Klassik-Schatz auf Mallorca

Es gibt immer wieder spannende Schätze in Mallorca zu entdecken. Dieses Mal in der Welt der klassischen Musik. Zu Gast bei Klaus Fischer auf der Finca Pescador ließ uns dieser ins 19. Jahrhundert eintauchen. Mit Musik aus der Feder von Frédéric Chopin, unter anderem im Winter 1838/1839 komponiert.

Durch die Kunst- & Kulturtouren von Ingrid Flohr entdeckte ich wieder einmal ein verstecktes Juwel: Auf seiner Finca nahe Santanyí hütet Klaus Fischer ein besonderes Schmankerl für Klassikfans. Das durfte ich auf einer außergewöhnlichen Matinée erleben: »Chopin auf Mallorca – Die schöne schaurige Geschichte«. Zum einen wurden Werke von Frédéric Chopin (Fryderyk Chopin; 1810-1849) auf einem Konzertflügel gespielt. Dazwischen verlas Axel Thorer Passagen aus den Briefen von George Sand, die sie zu der Zeit des Aufenthalts auf der Insel geschrieben hatte. Das Geheimnisvolle dabei: Es griff niemand in die Tasten …

Chopin & Mallorca

Im November 1838 war Komponist und Musiklehrer Chopin auf die Mittelmeerinsel gereist. Sein Ziel: Erholung und einen Ort für kreatives Schaffen zu finden.
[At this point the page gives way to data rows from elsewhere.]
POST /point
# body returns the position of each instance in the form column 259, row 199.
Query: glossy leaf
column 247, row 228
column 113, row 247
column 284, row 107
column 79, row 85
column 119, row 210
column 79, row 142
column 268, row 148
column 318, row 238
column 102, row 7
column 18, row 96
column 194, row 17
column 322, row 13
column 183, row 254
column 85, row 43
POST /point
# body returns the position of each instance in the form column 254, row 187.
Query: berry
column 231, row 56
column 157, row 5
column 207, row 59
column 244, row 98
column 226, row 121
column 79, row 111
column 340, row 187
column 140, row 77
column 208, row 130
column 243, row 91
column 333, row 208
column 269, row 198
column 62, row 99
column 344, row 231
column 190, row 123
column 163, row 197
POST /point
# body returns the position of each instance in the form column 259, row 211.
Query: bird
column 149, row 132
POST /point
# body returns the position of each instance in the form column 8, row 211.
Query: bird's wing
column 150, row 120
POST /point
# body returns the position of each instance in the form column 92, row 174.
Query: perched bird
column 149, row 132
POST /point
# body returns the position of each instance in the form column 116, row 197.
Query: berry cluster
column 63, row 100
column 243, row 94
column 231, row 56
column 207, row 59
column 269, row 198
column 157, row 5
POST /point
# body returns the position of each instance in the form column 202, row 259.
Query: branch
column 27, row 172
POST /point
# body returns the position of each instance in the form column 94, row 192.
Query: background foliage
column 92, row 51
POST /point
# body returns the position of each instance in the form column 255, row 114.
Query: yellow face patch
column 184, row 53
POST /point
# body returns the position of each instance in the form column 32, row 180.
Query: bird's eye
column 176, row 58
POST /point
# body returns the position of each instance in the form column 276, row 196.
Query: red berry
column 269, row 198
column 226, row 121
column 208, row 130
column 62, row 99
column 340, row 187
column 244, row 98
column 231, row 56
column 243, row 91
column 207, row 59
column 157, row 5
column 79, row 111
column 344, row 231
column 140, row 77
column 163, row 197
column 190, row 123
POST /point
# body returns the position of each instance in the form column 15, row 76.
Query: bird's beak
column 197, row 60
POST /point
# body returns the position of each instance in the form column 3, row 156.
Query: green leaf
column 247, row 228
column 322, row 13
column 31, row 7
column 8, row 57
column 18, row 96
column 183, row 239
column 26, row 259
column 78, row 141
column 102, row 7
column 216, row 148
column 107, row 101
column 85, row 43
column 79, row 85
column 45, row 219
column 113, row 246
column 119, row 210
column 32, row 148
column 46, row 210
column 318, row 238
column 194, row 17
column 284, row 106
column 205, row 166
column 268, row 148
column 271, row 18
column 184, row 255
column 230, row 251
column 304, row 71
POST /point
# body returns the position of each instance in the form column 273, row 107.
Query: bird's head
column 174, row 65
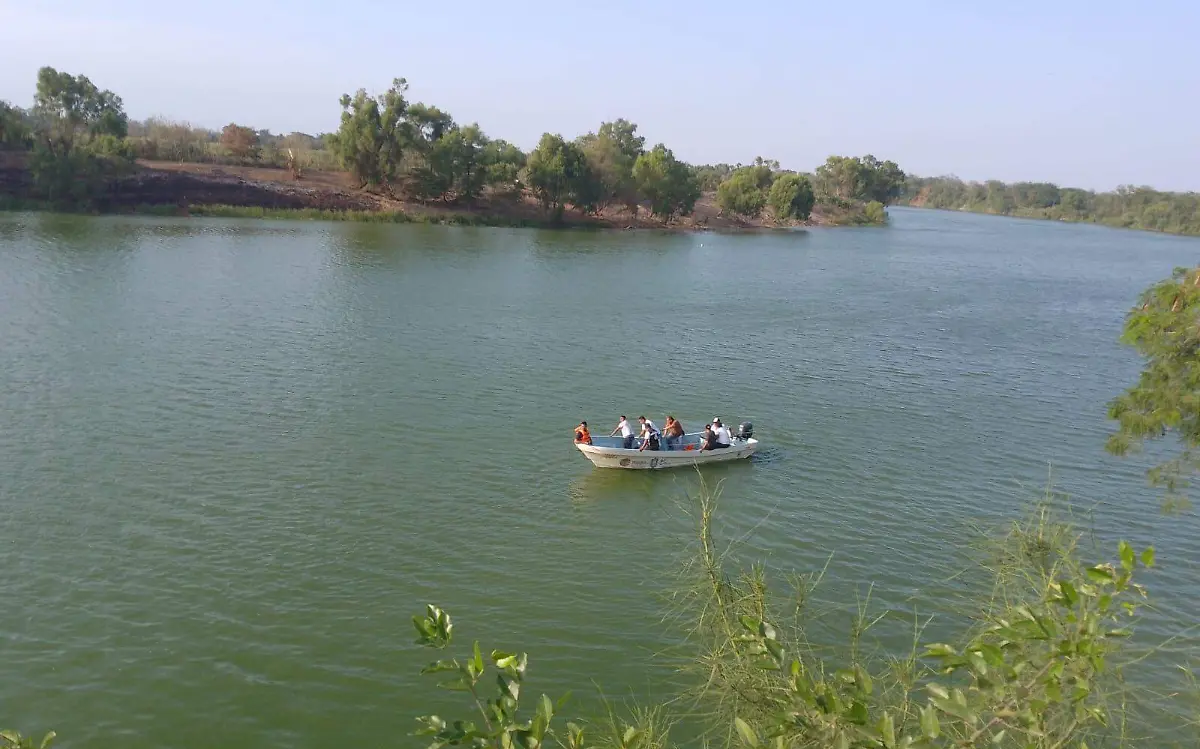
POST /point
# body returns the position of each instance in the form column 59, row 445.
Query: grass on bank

Er hatte extra ein Instrument der Klavierfabrik Pleyel in Frankreich geordert – das erreichte jedoch mit erheblicher Verzögerung erst wenige Tage vor der überstürzten Rückfahrt das vorübergehende Quartier im Tramuntana-Gebirge. Dem Musiker blieb während seines Aufenthalts das Komponieren auf Papier sowie einem Hausklavier, dass ihm zur Verfügung stand. (Spannende Details rund um Chopins Klavier, die Thorer während des Konzertevents andeutete, liefert ein unten verlinkter Artikel.)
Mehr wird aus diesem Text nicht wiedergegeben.